29 Jan Landmark Judgment – Caramella Brennan, Leon Clarke, Tammy Clarke, Rita Clarke, Kingsley Leader and Guiseppina Saia V Leeds Teaching NHS Hospitals Trust
Today Leeds County Court decided in the case of Brennan and Others v Leeds Teaching NHS Hospitals Trust that the Trust breached the human rights of the family of Emily Whelan by failing to preserve her body.
For the first time, a Court has determined that a Hospital has a legal obligation to treat a body with dignity and respect to ensure it does not badly decompose to prevent a breach of Article 8* of European Convention of Human Rights.
Emily Whelan died in the Leeds General Infirmary on the 8th November 2016. Her body was stored in the hospital’s mortuary until the 23rd December 2016 when it was transferred to the Bradford Mortuary. In a Judgment given on the 29th January 2021 at Leeds County Court, His Honour Judge Saffman found the hospital mortuary had permitted Emily Whelan’s body to “decompose to the extent it was not treated with dignity and respect” by the date of transfer to Bradford. The Court had heard evidence that the body was so badly decomposed it was unrecognisable.
The Court not only granted the family a declaration that their Article 8 rights had been breached but awarded each family member damages for the serious impact on them.
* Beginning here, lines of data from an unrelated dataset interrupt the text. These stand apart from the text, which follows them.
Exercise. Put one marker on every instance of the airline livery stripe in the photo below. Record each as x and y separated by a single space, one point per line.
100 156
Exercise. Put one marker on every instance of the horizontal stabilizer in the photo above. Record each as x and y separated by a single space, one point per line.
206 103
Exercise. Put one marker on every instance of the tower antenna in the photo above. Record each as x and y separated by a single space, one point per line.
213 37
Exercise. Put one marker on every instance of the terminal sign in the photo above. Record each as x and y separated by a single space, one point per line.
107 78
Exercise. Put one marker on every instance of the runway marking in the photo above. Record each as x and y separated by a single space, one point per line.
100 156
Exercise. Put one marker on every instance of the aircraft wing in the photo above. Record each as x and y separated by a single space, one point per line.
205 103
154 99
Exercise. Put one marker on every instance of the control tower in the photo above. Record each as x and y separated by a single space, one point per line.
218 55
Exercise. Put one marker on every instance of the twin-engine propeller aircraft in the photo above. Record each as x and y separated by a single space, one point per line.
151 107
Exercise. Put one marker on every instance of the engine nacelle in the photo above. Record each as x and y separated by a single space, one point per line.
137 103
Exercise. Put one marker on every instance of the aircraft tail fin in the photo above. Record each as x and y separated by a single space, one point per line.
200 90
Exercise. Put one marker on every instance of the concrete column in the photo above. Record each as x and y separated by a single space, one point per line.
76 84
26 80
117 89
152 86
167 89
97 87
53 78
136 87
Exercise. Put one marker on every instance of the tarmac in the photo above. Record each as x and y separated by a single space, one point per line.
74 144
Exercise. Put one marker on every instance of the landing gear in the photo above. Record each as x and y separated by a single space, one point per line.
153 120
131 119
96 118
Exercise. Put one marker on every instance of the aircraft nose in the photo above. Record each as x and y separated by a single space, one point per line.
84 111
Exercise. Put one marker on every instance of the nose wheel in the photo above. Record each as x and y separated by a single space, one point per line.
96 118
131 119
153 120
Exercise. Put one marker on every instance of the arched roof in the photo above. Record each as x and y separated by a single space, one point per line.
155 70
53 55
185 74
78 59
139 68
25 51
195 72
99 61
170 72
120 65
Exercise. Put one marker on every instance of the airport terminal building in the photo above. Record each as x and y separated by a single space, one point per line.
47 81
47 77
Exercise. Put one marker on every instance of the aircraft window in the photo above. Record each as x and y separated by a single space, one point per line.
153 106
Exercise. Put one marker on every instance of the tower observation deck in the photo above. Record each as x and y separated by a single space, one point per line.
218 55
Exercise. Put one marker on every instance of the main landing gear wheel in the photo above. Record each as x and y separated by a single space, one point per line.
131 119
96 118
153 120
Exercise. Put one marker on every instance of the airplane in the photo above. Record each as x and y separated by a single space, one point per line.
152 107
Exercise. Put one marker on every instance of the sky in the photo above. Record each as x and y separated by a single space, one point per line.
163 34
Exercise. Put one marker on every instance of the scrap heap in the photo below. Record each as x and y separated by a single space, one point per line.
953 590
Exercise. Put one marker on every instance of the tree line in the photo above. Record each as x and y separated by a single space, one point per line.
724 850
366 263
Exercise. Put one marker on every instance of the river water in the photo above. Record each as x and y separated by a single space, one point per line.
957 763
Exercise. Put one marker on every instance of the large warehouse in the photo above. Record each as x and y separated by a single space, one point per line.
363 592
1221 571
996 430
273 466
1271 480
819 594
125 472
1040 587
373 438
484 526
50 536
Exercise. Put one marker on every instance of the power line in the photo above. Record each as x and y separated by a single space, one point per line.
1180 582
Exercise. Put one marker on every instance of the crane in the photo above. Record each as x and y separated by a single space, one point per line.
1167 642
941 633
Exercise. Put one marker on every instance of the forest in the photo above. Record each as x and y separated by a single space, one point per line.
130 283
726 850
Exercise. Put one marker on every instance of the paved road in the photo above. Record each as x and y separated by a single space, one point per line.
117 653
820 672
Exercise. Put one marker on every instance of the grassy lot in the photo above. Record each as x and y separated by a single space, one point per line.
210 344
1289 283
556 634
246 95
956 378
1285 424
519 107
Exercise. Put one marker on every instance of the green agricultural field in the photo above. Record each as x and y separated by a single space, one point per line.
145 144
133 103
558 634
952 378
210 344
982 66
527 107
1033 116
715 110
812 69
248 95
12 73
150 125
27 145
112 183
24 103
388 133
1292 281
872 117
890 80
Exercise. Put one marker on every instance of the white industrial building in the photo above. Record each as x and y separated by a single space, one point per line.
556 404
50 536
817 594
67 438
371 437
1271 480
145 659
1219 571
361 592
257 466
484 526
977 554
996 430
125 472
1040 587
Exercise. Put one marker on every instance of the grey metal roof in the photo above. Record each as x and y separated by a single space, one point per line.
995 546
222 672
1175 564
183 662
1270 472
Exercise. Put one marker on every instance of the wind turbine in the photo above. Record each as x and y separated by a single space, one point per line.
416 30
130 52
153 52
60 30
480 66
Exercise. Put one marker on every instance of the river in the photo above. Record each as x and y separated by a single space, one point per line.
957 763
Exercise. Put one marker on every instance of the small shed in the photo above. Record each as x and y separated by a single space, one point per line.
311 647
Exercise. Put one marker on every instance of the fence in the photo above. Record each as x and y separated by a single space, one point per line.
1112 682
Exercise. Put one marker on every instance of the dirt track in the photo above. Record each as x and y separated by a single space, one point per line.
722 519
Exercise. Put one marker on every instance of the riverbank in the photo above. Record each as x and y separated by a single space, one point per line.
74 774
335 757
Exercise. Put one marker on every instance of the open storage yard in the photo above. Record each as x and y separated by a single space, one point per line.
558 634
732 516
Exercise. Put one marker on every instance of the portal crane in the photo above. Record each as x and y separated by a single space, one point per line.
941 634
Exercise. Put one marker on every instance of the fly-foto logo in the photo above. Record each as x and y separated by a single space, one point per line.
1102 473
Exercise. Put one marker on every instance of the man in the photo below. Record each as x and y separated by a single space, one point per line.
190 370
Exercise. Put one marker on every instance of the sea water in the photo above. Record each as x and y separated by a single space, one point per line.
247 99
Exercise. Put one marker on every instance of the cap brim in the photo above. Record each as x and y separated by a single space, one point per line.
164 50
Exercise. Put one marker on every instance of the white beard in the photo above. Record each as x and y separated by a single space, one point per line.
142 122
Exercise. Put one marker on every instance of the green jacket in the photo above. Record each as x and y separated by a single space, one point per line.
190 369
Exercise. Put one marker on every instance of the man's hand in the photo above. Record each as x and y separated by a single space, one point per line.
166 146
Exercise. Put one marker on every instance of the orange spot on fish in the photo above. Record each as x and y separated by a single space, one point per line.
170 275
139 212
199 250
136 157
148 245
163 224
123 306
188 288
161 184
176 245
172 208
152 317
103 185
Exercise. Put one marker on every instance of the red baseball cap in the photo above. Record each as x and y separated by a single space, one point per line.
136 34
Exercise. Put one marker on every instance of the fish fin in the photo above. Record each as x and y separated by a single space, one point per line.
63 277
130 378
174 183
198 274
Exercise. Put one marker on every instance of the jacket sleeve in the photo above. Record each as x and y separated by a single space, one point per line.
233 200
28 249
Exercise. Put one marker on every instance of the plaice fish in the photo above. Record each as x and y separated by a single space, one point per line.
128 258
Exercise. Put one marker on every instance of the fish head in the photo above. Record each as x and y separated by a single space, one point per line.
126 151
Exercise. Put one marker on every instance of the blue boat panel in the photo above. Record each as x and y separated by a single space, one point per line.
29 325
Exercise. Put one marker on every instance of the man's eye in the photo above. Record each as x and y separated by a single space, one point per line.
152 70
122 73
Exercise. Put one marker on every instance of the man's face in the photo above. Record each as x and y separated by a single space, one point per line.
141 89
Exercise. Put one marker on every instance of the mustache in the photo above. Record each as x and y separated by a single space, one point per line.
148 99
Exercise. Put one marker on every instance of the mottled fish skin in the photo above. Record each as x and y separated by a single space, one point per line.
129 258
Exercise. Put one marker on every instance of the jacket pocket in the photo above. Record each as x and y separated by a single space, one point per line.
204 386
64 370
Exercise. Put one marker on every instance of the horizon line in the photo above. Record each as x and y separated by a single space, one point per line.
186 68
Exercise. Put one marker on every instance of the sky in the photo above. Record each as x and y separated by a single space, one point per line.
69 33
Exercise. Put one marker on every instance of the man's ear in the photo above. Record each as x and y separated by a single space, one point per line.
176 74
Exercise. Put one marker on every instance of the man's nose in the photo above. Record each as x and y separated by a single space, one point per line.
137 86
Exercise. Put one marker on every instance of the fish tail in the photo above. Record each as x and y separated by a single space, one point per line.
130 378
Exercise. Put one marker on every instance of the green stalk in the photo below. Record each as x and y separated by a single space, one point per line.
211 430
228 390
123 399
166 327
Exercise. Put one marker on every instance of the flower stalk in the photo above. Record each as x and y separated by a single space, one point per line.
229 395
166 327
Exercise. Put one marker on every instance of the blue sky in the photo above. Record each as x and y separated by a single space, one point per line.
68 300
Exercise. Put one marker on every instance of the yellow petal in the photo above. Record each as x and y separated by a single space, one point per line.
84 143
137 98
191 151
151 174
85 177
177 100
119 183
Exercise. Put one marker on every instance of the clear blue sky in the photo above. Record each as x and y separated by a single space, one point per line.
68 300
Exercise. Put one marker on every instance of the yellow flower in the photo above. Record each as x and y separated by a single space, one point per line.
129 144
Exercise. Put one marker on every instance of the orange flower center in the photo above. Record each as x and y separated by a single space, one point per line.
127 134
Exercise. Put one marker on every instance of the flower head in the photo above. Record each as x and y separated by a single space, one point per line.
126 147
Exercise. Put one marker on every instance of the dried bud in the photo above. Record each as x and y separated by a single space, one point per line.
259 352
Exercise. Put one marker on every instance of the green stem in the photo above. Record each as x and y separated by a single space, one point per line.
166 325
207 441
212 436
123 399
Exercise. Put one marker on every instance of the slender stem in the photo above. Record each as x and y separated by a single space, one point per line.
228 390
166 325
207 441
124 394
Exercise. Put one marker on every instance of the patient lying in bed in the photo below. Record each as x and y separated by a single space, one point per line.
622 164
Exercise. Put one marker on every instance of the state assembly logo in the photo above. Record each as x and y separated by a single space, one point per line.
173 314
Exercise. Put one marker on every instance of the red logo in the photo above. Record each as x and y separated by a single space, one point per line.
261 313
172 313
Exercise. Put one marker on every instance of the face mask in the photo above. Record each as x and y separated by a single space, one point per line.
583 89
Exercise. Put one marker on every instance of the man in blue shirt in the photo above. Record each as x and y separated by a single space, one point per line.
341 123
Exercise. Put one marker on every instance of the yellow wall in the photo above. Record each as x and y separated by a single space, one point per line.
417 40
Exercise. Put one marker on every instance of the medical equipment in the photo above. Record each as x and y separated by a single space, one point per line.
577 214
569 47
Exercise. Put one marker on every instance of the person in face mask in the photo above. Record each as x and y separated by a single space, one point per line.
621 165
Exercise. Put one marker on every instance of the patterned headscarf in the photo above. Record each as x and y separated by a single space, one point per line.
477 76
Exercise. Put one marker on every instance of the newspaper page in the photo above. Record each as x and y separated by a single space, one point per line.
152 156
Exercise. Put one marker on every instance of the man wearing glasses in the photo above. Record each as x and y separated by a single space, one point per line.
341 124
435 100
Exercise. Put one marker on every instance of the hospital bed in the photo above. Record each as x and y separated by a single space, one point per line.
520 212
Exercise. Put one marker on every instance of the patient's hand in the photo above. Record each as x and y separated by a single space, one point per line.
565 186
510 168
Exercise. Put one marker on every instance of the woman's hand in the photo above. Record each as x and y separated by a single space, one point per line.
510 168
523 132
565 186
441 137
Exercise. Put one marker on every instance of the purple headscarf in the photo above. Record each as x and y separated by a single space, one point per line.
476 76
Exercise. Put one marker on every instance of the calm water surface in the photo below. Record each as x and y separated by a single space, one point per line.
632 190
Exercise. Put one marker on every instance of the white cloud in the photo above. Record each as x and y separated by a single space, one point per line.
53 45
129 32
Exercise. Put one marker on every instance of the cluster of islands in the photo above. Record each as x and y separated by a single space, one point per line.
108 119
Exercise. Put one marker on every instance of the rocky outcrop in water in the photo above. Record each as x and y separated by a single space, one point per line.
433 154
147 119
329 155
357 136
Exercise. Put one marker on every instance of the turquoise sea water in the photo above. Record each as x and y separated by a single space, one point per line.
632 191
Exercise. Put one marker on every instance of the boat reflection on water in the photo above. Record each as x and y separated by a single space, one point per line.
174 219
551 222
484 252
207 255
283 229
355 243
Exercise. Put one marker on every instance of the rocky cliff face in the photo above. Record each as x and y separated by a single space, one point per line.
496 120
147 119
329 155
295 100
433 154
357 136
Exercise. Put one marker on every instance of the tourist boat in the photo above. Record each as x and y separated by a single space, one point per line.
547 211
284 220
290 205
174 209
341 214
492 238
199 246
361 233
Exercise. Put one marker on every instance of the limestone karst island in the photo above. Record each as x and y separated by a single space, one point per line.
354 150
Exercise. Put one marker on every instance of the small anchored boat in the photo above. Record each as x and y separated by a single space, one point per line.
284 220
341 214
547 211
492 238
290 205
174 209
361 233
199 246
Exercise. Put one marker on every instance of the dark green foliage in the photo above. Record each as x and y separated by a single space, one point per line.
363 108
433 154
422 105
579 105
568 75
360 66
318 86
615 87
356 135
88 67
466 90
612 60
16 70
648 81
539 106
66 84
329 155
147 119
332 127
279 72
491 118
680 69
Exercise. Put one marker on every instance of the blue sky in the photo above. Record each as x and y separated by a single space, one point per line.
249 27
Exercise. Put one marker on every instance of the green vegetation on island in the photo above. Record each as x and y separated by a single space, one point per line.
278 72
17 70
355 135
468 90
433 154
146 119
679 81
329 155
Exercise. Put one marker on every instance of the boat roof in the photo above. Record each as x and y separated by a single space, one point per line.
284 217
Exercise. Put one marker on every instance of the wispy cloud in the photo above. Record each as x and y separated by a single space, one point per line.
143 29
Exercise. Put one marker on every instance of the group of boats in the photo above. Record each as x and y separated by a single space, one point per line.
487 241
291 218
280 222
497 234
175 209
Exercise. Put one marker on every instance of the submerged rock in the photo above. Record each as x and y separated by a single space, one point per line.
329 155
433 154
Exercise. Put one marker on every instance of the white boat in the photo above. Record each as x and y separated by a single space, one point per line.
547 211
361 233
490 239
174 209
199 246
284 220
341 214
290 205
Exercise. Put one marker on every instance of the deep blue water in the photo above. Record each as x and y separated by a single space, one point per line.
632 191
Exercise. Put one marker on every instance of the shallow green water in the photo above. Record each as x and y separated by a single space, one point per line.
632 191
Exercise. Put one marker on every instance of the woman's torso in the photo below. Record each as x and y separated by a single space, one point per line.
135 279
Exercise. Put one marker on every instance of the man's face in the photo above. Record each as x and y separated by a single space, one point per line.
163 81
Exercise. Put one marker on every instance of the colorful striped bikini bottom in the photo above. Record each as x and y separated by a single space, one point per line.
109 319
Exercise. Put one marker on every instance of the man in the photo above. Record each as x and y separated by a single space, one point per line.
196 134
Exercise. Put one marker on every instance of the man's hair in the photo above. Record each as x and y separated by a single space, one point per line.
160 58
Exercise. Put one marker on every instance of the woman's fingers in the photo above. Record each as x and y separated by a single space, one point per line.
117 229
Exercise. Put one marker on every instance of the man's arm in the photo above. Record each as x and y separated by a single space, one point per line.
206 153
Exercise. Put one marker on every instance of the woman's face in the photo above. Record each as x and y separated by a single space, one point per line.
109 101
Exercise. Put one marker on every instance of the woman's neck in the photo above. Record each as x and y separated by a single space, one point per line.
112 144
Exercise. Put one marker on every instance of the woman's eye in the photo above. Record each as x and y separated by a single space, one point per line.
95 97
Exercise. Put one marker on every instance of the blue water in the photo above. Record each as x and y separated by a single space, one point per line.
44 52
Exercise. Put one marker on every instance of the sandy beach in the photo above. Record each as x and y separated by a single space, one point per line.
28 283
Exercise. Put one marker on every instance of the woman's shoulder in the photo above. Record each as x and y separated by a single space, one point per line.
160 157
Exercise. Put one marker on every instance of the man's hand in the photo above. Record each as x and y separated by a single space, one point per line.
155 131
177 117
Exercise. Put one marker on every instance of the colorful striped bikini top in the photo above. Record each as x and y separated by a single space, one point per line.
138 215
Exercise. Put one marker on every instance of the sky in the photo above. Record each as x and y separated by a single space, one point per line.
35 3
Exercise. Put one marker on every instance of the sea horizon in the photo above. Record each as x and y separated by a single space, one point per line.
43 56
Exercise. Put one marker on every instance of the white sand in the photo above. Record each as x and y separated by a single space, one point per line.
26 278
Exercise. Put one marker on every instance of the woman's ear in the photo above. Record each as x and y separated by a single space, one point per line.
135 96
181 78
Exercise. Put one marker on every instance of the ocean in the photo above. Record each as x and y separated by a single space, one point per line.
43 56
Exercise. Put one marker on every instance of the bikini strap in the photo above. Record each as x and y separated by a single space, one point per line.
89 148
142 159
The case was brought by six family members of Emily Whelan led by Caramella Brennan, Emily’s mother. The family was represented by Mr Matthew Gold of Matthew Gold, solicitors and Nick Brown was the instructed barrister.
Comment from Mrs Brennan:
Emily’s family was devastated after we were informed that her body had only been refrigerated and not frozen by the Leeds General Infirmary after her death. We were told not to view her body because she had so badly decomposed we would not recognise her. The Leeds NHS Trust has failed to accept any responsibility for its role in this terrible incident and the impact it has had on us. The Trust has fought the family right through the case. The family’s conviction in wanting to hold the hospital to account for its unacceptable conduct has been vindicated by the Court. We could not have done more to respect our memories of Emily and the role she played in all our lives.
Comment from Mr Gold
The Human Rights Act continues to assist the victims of injustice to hold public authorities and their employees to account for conduct with devastating consequences. The Court decided, in a detailed and balanced judgment that there is now a legal obligation on mortuaries to properly preserve bodies to ensure they are given dignity and respect after death. To permit a body to so badly decompose that it becomes unrecognisable is not just morally repugnant it is now unlawful. The family’s long and hard fight against the Leeds NHS Trust has been vindicated and will hopefully, as the judgment points out, result in mortuaries improving their practices to ensure that this does not happen again.
Matthew Gold can be contacted at email@example.com and on 0778 696 8602
*Article 8 of the ECHR
Everyone has the right to respect for his private and family life, his home and his correspondence.